В бригаде — двенадцать человек, трудились на школе, достраивая третий этаж, мое дело — хватать ведро внизу и бежать с ним наверх. Поначалу выплескивалось, потом сообразил: раствор — это неразряженная противопехотная мина, и дело пошло веселее; из этих двенадцати — половина калек, все местные, в обед разворачивали свертки, кое-кто приносил замотанные в тряпье кастрюли. Я бегал быстрее всех, конечно, и калеки стали звать в обед меня к себе, подкармливали, я их очень уважал: однорукий дядя Вася умел ловко укладывать кирпичи, одноногий Федька на крыше сидел, как на КП, командуя правильно, а бригадир Андрющенко (без пальцев на правой руке) не только лихо сворачивал цигарку, но ухитрялся топориком помахивать, показывал бабам, как закреплять доски на опалубке. Таких людей Костенецкий быстренько приспособил бы к делу, они бы у него ковыляли по немецким тылам. Женщины же все были в возрасте, что никак не сказывалось на языке, матерком встречали и провожали, на все крики бригадира отвечали загадочно и дерзко: «Наплевать, наплевать, все под юбкой не видать». Однажды набросились на самую горластую, ко мне пристававшую: «Ты на мальца не заглядывайся! Для другой он!» И обвинили в болезни, подхваченной горластой на станции.

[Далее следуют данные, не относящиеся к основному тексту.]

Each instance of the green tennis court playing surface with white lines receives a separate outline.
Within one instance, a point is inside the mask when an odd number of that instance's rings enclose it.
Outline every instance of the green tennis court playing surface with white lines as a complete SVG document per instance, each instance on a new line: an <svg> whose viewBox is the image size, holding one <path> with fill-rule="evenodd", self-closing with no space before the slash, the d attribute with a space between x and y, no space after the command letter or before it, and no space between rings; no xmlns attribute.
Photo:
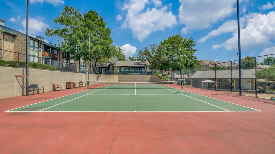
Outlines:
<svg viewBox="0 0 275 154"><path fill-rule="evenodd" d="M9 112L229 112L259 111L166 85L100 88L8 110ZM127 88L125 88L127 87Z"/></svg>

Работали от зари до зари, спешили к 1 сентября, и елось хорошо, и спалось хорошо, рабочую карточку получил; еще в госпитале на меня временами накатывали по ночам страхи, здесь — пропали они.
Аванс был маленьким, но в получку у меня на руках оказалось почти семьсот рублей. Хранил я их в тумбочке, под газетой. И полез как-то за червонцем — а денег нет. В комнате — восемь человек, кто взял — допытываться не хотелось. На день-другой кое-какая мелочь сохранялась в кармане, о пропаже никому не сказал, в обед хотел было смотаться на базар за куском хлеба, но бригадир поманил, отрезал кусок сала, отломил горбушку.